Watch Mode

Overview

During development, GQLForge can monitor your configuration files for changes and automatically restart the server when modifications are detected. This eliminates the need to manually stop and restart the server each time you edit your schema.

How It Works

When watch mode is active, GQLForge observes the configuration files passed to the start command. If any of those files are modified, the server performs the following steps:

  1. Detects the file change event.
  2. Re-reads and validates the updated configuration.
  3. Rebuilds the execution plan from the new schema.
  4. Restarts the server with the updated configuration.

If the new configuration contains errors, GQLForge reports them in the terminal and continues running with the previous valid configuration.

Usage

Watch mode can be enabled through the @server directive in your configuration:

schema @server(port: 8000) {
  query: Query
}

When enabled, any saved change to your .graphql files triggers an automatic reload.

Development Workflow

A typical development cycle with watch mode:

  1. Start the server:

    gqlforge start ./app.graphql
    
  2. Open the GraphQL Playground at http://localhost:8000.

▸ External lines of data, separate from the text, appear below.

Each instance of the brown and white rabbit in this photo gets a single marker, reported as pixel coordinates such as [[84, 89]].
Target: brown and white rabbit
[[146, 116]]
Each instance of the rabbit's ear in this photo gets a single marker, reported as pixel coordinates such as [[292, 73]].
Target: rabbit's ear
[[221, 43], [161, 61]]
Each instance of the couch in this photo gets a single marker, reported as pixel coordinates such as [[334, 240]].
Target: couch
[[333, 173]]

  3. Edit your app.graphql file in your editor. For example, add a new field:

    type Query {
      posts: [Post] @http(path: "/posts")
      users: [User] @http(path: "/users") # newly added
    }
    
  4. Save the file. The server reloads automatically.

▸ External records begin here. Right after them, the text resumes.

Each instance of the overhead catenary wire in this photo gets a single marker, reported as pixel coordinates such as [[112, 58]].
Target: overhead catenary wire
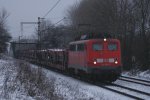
[[52, 8], [60, 21]]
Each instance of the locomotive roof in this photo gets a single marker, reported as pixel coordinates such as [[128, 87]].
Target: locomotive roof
[[93, 40]]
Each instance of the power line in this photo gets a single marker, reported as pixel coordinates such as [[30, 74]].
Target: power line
[[60, 21], [51, 8]]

  5. Switch to the Playground and run your new query immediately.

Linked Files

If your configuration uses the @link directive to import other files, changes to those linked files also trigger a reload:

schema @server(port: 8000) @link(type: Config, src: "./users.graphql") {
  query: Query
}

Editing users.graphql causes the server to reload, just as editing the main file would.

Notes

  • Watch mode is intended for local development. For production deployments, use a standard gqlforge start without file watching.
  • Only files referenced by the configuration (directly or through @link) are monitored.
  • The reload preserves the server port, so no client-side changes are needed after a restart.